Плешакова, как весь рядовой состав экспедиции, была прикреплена к столовой команды. Интересно, была ли на ужине Ирина?
— У нас многие не пришли, а у вас? — осторожно поинтересовался Смолин и тут же поплатился за опрометчивость.
— У нас в низах… пришли ужинать все, кроме троих. Одна из троих — Лукина. Полагаю, вам вполне достаточно этой информации?
— Вполне! — спокойно подтвердил Смолин, но почувствовал, что краснеет, как мальчик, уличенный в повышенном интересе к однокласснице.
«Нет, с этой дамочкой не разговоришься, — подумал Смолин. — Вот кто нужен сейчас — Крепышин, с его зарядом оптимизма и уверенностью в себе…» И словно по мановению волшебной палочки, перед ним возникла мощная фигура Крепышина. Тот шел, как всегда, широко расправив плечи, выставив грудь вперед, с далеко и значительно устремленным взглядом, словно знаменосец на параде.
— Ну и как, состоятся ли сегодня танцы в Бермудском треугольнике? — поинтересовался Смолин.
— Ха! — мрачно выдавил Крепышин. — Танцы! Видите ли, у всех давление. Как у стариков. Смешно даже.
— А у вас?
— Слава богу, не жалуюсь.
— Да ну?! Поздравляю!
Крепышин бросил быстрый настороженный взгляд на Смолина, заподозрив подвох. Но у Смолина не дрогнул ни один мускул на лице, хотя он сразу же вспомнил, как ученый секретарь отказался от подводного спуска, ссылаясь на гипертонию.
— Не хотите сыграть в шахматы? — вдруг предложил Смолин.
Крепышин опешил:
— В шахматы? Сейчас?!
— Вот именно. Почему бы нам не сыграть партию?
Крепышин подумал.
— А почему бы и нет? Шахматный матч в Бермудском треугольнике! А? Звучит! Это похлеще, чем международный турнир в Васюках. Остап позавидовал бы.
Партией они не отделались, сыграли три подряд. Крепышин оказался неплохим противником и две партии легко выиграл. Когда в завершение последней поставил противнику мат, вдруг предложил:
— Рюмку коньяка не хотите?
— Нет!
— А дохнуть бермудского ветерка? Говорят, даже воздух в Бермудском треугольнике особый. Каждый глоток как стакан самогона. Честно говоря, голова у меня как чугунная.

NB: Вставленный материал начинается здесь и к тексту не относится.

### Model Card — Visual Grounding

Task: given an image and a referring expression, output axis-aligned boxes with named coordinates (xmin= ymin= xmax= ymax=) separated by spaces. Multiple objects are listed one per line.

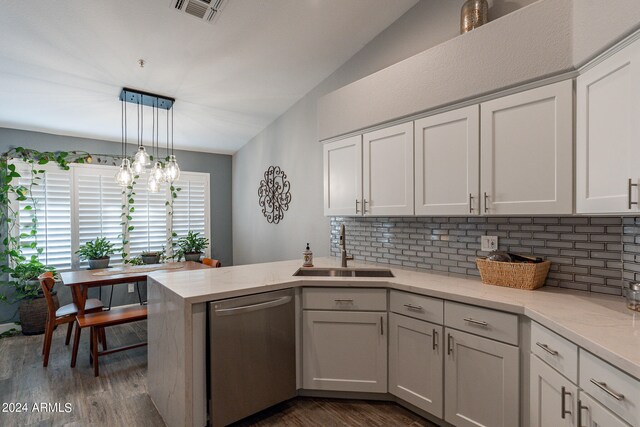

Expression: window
xmin=13 ymin=162 xmax=210 ymax=270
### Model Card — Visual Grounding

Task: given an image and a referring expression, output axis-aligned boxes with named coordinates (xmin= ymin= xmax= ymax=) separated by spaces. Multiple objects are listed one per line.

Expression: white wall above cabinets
xmin=480 ymin=80 xmax=573 ymax=215
xmin=323 ymin=122 xmax=413 ymax=216
xmin=576 ymin=36 xmax=640 ymax=213
xmin=415 ymin=105 xmax=480 ymax=215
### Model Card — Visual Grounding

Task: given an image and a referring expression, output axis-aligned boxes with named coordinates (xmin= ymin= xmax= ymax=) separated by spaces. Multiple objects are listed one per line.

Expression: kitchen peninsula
xmin=148 ymin=258 xmax=640 ymax=426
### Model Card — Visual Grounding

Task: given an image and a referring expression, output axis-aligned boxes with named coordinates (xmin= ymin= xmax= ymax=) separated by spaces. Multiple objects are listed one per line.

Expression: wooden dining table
xmin=59 ymin=261 xmax=211 ymax=315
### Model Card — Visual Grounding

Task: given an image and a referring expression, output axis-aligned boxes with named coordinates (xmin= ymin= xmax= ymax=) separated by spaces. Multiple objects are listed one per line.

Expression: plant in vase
xmin=76 ymin=237 xmax=120 ymax=270
xmin=10 ymin=255 xmax=60 ymax=335
xmin=176 ymin=231 xmax=209 ymax=261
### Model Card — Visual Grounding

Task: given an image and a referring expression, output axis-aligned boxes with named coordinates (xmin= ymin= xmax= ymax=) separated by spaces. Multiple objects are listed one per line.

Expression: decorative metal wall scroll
xmin=258 ymin=166 xmax=291 ymax=224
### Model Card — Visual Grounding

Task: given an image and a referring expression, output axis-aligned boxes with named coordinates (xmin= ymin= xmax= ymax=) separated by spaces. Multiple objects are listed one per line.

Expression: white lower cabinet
xmin=302 ymin=310 xmax=388 ymax=393
xmin=389 ymin=313 xmax=443 ymax=418
xmin=529 ymin=354 xmax=578 ymax=427
xmin=444 ymin=330 xmax=520 ymax=427
xmin=577 ymin=390 xmax=631 ymax=427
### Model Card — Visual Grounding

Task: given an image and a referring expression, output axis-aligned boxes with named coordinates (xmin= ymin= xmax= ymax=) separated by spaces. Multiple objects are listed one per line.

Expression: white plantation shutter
xmin=129 ymin=181 xmax=167 ymax=258
xmin=73 ymin=165 xmax=123 ymax=268
xmin=12 ymin=161 xmax=211 ymax=270
xmin=16 ymin=162 xmax=71 ymax=270
xmin=173 ymin=172 xmax=212 ymax=254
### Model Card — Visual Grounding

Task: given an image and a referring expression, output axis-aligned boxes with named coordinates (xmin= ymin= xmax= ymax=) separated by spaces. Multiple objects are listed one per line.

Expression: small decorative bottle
xmin=302 ymin=243 xmax=313 ymax=267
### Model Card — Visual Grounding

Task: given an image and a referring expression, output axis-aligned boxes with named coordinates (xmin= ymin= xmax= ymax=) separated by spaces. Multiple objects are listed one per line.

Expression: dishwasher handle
xmin=215 ymin=296 xmax=291 ymax=316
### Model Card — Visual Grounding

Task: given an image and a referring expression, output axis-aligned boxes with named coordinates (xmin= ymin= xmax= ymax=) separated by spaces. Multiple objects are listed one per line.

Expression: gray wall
xmin=0 ymin=128 xmax=233 ymax=324
xmin=232 ymin=0 xmax=533 ymax=264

Луна была чиста и свежа, как юная невеста, само олицетворение непорочности. Она превратила весь видимый мир — палубы судна, его надстройки, океан за бортом, осветленное небо — в мир тишины, умиротворения, полудремы. Хотелось стоять бездумно у борта и завороженно взирать на серебряную переливчатую чеканку лежащей на присмиревшем океане длинной лунной дорожки. Странно! Почему же так тяжко там, в скорлупе судна? Может, там и не ведают, что этот самый «пресловутый» не столь уж ужасен, наоборот, красив и добр. Надо просто-напросто высунуть нос из корабельных щелей наружу, на свежий ветер.